What will fail a refinance appraisal? Typically, most lenders will not approve a refinance if your current home's value is lower than your loan balance. The VA has some options for low appraisals, including the VA Tidewater Initiative and Reconsideration of Value.

What should you not do when refinancing? ›

Here are 7 mistakes to avoid when you're refinancing your mortgage:
  1. Refinancing to Pay off Large Debts. ...
  2. Refinancing to Reduce Monthly Payments. ...
  3. To Get Cash for Investing. ...
  4. To Get a Longer-Term Loan. ...
  5. To Get Cash for a New Home. ...
  6. Refinancing to Opt for a Fixed-Rate Loan. ...
  7. Refinancing to Scoop a "Deal"

What disqualifies a refinance? ›

Homeowners are commonly disqualified from refinancing because they have too much debt. If your DTI is above your lender's maximum allowed percentage, you may not qualify to refinance your home. A low credit score is also a common hindrance.

What is the downfall of refinancing? ›

You could pay more in interest

If you refinance to a longer loan term to reduce your payment, you may actually pay more overall because of the additional months of interest you pay. Even a reduced rate may not offset the cost of continuing to pay interest for an extra year or two.

Is it better to refinance a car with the same lender? ›

If you value cost savings over convenience, you might consider shopping around and refinancing with a different lender. While you can still compare rates with your current lender — which may end up being the best option — you'll be able to get a clearer picture of your available options.

Does refinancing mess with your credit? ›

Refinancing will hurt your credit score a bit initially, but might actually help in the long run. Refinancing can significantly lower your debt amount and/or your monthly payment, and lenders like to see both of those. Your score will typically dip a few points, but it can bounce back within a few months.

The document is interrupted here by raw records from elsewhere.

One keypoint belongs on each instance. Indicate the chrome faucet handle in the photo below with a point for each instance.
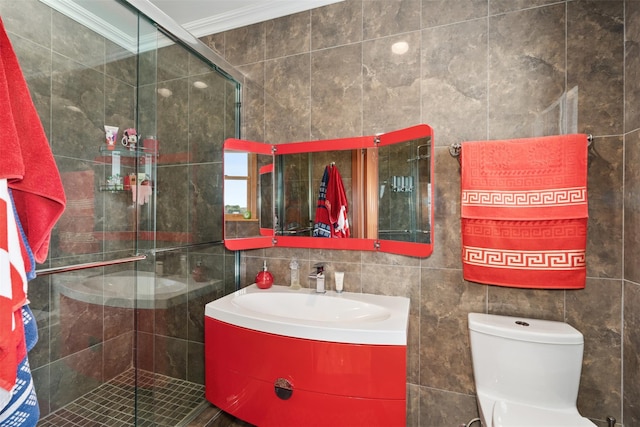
(319, 266)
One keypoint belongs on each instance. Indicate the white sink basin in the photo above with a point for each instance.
(306, 306)
(347, 317)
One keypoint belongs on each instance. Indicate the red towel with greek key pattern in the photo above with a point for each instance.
(524, 212)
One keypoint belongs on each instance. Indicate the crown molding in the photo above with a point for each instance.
(252, 14)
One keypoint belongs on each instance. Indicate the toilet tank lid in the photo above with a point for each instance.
(525, 329)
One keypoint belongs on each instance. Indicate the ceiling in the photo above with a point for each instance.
(203, 17)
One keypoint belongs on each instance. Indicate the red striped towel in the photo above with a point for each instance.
(524, 212)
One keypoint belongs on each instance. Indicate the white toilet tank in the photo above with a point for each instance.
(537, 362)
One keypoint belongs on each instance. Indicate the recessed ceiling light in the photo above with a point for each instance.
(164, 92)
(400, 48)
(73, 108)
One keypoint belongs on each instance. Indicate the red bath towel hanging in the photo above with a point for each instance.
(26, 160)
(524, 212)
(331, 211)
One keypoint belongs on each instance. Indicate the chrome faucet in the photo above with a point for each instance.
(318, 276)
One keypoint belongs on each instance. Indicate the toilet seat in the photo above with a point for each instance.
(510, 414)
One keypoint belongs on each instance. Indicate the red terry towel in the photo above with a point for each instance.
(524, 212)
(331, 211)
(26, 160)
(13, 285)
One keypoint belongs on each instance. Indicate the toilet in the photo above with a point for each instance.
(527, 371)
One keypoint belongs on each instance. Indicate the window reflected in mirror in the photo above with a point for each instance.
(239, 185)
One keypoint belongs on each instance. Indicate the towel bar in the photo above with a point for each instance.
(456, 147)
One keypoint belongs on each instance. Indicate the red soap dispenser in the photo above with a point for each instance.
(264, 279)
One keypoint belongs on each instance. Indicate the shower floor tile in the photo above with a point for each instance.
(162, 401)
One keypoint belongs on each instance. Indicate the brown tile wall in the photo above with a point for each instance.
(481, 69)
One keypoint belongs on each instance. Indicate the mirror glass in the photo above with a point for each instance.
(404, 191)
(387, 185)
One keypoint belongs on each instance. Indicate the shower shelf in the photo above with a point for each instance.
(125, 152)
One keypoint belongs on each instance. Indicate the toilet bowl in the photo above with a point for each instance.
(527, 371)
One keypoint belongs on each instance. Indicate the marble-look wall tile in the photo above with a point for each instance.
(631, 364)
(74, 376)
(173, 196)
(337, 24)
(170, 357)
(173, 60)
(77, 42)
(391, 84)
(526, 68)
(207, 106)
(445, 301)
(632, 207)
(42, 382)
(118, 355)
(287, 99)
(446, 195)
(605, 183)
(443, 12)
(78, 103)
(35, 63)
(388, 17)
(455, 71)
(444, 408)
(597, 71)
(205, 198)
(504, 6)
(245, 45)
(173, 117)
(195, 365)
(253, 106)
(215, 42)
(288, 35)
(30, 19)
(632, 66)
(336, 83)
(122, 64)
(599, 392)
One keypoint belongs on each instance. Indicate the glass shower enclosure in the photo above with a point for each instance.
(137, 253)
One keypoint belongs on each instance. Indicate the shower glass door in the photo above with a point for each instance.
(138, 251)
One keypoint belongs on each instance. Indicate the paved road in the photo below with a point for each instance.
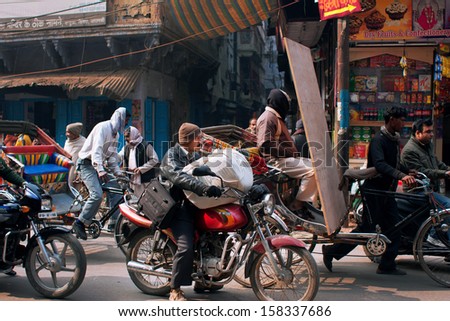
(353, 279)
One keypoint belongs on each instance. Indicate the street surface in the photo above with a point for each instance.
(353, 279)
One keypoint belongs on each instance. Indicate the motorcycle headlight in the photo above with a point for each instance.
(268, 202)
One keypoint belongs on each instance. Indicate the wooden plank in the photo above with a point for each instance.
(314, 121)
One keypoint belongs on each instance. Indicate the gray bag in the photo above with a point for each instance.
(157, 204)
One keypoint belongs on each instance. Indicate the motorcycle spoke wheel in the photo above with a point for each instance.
(162, 259)
(300, 279)
(118, 233)
(434, 258)
(67, 271)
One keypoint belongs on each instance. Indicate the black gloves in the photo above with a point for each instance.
(213, 191)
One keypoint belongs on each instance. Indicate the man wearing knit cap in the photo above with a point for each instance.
(182, 224)
(73, 145)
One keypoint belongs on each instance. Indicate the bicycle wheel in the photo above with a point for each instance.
(118, 233)
(300, 279)
(434, 254)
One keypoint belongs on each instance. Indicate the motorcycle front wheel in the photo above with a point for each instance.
(67, 269)
(161, 259)
(299, 280)
(118, 233)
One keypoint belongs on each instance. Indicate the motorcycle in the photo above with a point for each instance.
(54, 260)
(228, 236)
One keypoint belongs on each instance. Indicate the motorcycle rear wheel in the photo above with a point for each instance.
(69, 266)
(239, 277)
(301, 280)
(139, 250)
(434, 258)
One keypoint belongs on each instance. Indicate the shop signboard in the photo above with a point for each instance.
(16, 15)
(335, 9)
(399, 20)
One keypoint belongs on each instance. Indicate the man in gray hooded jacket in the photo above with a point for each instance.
(100, 148)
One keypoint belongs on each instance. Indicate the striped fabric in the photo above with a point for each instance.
(211, 18)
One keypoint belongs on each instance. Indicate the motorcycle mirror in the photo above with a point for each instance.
(203, 171)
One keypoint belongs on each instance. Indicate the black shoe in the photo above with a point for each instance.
(79, 230)
(327, 258)
(200, 288)
(391, 272)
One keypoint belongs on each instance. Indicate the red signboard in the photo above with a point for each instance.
(337, 8)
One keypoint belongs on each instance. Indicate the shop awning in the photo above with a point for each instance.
(113, 84)
(208, 19)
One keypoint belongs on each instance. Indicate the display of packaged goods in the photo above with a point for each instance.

How long does it take to refinance with the same bank? ›

If you're wondering how long refinance settlement takes end-to-end, the entire refinancing process typically takes anywhere from a couple of days to just over a month. This will largely depend on the lender's processing times, your preparedness and the complexity of your loan.

What happens to existing loan when you refinance? ›

How Does Refinancing Work? Refinancing a home loan involves replacing your existing mortgage with a new one, typically to obtain terms that are more favorable or that fit your financial goals. The process of refinancing a mortgage is similar to the process you went through when you obtained your first mortgage loan.